Polnareff Enfin !

✏️ Yannick VERNINI 1 octobre 2018
Polnareff Enfin !

L’Amiral est enfin de retour avec un nouvel album… Le bien-nommé « Enfin » ! Ses moussaillons sont aux anges.

Vingt-huit ans… C’est le temps qu’il aura fallu aux fans pour avoir entre les mains un nouvel album de l’inoxydable Michel Polnareff. L’artiste de tous les superlatifs, et qui le prouve une nouvelle fois avec cet opus, le bien-nommé « Enfin ! » qui était attendu… pour fin 2015, début 2016. Un single, « L’Homme en Rouge », déboulait et faisait trépigner les moussaillons d’un Amiral qui partait alors sur les routes avec une tournée des Zénith. « Pour le nouvel album, il y a déjà des chansons qui sont terminées, d’autres qui sont à fignoler. Mais pour être tout à fait franc, je ne m’en occupe pas actuellement, je suis complètement focus sur la tournée ! », déclarait Michel Polnareff, qui reprenait alors tous ses grands tubes sur les scènes de l’Hexagone. Ce qui n’était pas pour déplaire à son public, revivant là le fil de sa vie. Mais rien de nouveau à l’horizon.
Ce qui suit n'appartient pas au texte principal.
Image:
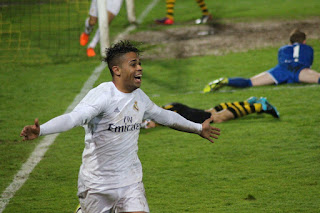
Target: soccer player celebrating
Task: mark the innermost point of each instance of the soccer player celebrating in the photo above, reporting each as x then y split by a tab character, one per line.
222	112
110	176
113	7
294	66
169	19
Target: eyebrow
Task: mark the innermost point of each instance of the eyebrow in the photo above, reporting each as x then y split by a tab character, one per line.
134	60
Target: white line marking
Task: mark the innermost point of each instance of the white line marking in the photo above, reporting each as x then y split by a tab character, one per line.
40	150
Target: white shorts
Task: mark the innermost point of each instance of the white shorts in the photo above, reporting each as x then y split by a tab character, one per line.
126	199
113	6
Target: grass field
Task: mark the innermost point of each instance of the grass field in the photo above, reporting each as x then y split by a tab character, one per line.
259	164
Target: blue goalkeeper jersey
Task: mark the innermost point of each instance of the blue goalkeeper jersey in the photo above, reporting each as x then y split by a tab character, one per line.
295	57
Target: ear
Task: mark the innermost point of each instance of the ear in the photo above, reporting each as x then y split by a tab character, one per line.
116	70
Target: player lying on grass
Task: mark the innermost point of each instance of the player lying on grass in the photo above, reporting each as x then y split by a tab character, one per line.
294	66
110	176
222	112
169	19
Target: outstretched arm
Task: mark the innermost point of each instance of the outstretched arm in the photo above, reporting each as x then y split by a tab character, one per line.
209	132
176	121
31	132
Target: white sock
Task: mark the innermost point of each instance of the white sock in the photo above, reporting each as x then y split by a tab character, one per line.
95	39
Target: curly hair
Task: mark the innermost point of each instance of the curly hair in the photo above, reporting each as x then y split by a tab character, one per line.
297	36
116	51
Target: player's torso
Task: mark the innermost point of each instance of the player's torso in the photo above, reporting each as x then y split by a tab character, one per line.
296	55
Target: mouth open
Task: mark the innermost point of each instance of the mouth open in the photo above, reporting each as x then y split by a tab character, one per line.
138	78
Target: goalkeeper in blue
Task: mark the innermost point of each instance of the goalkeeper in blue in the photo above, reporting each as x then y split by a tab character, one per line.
294	66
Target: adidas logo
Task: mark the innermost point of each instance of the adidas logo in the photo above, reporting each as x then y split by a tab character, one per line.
117	110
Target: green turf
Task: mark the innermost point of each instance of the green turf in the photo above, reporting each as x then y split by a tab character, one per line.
259	164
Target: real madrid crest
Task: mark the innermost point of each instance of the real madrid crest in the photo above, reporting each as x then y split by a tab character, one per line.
135	106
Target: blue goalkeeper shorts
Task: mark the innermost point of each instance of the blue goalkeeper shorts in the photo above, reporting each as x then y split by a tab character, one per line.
285	74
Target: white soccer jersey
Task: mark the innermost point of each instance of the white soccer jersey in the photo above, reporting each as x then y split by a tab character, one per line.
112	121
111	142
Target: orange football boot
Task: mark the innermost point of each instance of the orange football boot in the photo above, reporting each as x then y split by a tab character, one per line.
91	52
84	38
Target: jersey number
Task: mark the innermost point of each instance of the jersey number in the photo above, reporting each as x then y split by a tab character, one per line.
296	51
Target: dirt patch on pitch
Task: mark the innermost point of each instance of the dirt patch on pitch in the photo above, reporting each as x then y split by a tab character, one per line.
217	38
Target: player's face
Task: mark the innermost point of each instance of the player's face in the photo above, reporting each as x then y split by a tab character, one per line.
131	72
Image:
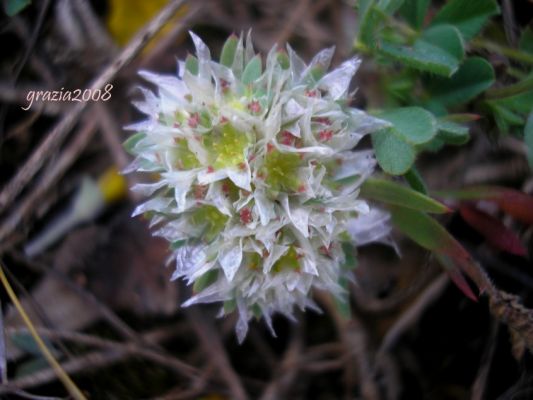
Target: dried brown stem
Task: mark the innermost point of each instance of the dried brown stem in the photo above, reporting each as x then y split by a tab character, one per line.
59	133
216	352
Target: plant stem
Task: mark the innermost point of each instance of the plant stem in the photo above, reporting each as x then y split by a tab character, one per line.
503	50
71	387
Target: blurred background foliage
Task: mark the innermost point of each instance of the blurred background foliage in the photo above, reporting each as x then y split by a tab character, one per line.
455	80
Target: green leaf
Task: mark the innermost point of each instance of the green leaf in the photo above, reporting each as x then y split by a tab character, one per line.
414	12
252	71
424	230
13	7
528	139
177	244
389	6
368	22
389	192
431	235
526	40
228	51
415	180
439	50
473	77
452	133
414	124
511	111
393	153
129	144
191	64
468	16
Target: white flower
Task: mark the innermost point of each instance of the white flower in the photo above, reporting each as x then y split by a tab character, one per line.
258	184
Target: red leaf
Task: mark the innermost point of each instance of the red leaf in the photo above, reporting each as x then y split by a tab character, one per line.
492	229
515	203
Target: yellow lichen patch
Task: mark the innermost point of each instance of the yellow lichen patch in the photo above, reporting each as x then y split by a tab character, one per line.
127	17
281	171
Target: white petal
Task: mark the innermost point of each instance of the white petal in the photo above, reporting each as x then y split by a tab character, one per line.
273	256
297	64
230	258
241	329
156	204
147	189
299	216
265	207
336	82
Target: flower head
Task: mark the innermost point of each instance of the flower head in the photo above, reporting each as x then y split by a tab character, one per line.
258	184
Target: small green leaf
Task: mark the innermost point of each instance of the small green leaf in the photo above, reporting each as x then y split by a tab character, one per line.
191	64
446	37
283	59
368	22
389	192
431	235
393	153
528	139
177	244
252	71
414	12
414	124
473	77
526	40
415	180
389	6
129	144
228	51
468	16
452	133
439	50
13	7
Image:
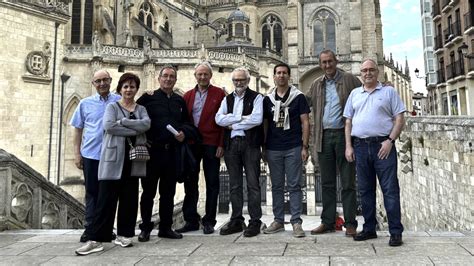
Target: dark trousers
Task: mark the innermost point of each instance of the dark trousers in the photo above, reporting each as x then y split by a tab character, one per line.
211	164
123	191
161	166
238	156
91	182
332	160
369	167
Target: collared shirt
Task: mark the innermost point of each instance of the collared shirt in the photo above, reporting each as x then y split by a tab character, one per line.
235	119
372	113
199	101
88	116
164	109
332	116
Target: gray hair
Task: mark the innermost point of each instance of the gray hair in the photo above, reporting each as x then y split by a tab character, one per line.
204	63
371	60
239	69
168	67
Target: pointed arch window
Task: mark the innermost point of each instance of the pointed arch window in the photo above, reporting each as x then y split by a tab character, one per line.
324	32
145	15
82	11
272	33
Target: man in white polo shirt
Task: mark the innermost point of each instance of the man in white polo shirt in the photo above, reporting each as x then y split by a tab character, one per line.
374	119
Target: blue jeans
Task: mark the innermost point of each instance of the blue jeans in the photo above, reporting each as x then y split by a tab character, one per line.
91	182
287	163
368	167
211	164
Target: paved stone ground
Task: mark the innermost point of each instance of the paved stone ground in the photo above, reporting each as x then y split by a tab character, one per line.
56	247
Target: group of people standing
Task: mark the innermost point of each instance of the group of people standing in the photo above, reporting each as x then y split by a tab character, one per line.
355	127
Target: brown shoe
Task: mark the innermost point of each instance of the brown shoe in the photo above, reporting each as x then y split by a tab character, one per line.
322	229
351	231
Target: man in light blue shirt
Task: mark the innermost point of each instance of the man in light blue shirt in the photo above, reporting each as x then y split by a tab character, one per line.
88	132
374	119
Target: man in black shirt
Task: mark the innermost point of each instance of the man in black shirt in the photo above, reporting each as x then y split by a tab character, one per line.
164	107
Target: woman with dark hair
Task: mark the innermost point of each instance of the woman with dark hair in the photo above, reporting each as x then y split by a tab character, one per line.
125	123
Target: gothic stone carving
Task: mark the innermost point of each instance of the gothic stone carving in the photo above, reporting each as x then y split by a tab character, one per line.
22	201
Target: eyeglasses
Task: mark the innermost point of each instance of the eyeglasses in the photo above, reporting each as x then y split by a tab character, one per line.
371	70
104	80
239	80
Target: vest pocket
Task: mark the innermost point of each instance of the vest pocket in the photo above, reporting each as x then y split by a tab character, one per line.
110	154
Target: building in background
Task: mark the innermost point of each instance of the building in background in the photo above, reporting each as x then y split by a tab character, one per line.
430	65
55	46
400	78
420	104
453	22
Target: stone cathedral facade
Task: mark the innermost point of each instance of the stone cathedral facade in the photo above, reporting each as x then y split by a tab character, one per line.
50	49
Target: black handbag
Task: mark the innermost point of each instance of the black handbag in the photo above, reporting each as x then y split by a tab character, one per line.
138	152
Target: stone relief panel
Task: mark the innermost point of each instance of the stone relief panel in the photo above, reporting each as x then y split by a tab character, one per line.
22	201
37	65
50	218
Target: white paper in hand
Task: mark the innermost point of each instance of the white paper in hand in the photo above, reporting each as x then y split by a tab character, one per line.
172	130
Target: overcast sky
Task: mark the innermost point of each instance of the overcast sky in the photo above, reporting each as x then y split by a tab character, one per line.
401	21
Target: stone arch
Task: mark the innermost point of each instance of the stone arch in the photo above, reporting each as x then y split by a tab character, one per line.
307	78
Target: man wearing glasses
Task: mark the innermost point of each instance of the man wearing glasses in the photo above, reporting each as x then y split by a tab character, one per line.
88	132
241	114
374	119
327	96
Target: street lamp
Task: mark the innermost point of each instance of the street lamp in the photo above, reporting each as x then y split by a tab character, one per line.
464	50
Pas assez pour en vouloir à celui qui s’est exilé en Californie… Là où a pris forme « Enfin ! », sorti fin novembre avec son simple cadenas déverrouillé en guise de pochette. « Polna » peut tout se permettre. Et le prouve avec, en ouverture, l’épique et galactique « Phantom ». Un instru de plus de dix minutes ouvrant la voie à « Sumi », sa geisha préférée, aux sonorités résolument rock, avant que la ballade « Grandis Pas », dédiée à son fils Louka, interprétée en piano-voix, ne revienne à ces bases qui font la griffe de Michel Polnareff… Un fils facétieux donnant le tempo sur le lunaire « Louka’s Song » aux sonorités disco. Là aussi, un instrumental savamment désordonné sur lequel l’Amiral laisse carte blanche à sa descendance ! Le moment pour « Ophélie flagrant des Lits » de débouler. Le morceau, composé en 2006, se rappelle au bon souvenir de fans qui n’y croyaient plus !

Les moussaillons remontent à bord du vaisseau. « Longtime » rassure, et le jazzy « Positions », durant plus de sept minutes, fait virevolter les cuivres et autres contrebasses. « Terre Happy », envoyé avec une voix tutoyant les crêtes, fait du bien et « L’Homme en Rouge » trouve enfin sa place ! « Dans ta playlist » se pose en cocktail mystique avant qu’« Agua Caliente » ne ferme ce chapitre comme il a été ouvert… Sur un instru fleuve, montant crescendo.

Génial, déroutant, rassurant, ébouriffant, dérangeant, hypnotique… « Enfin ! » est définitivement à l’image de Michel Polnareff. Vingt-huit ans après « Kâmâ Sutrâ », l’Amiral reste inclassable.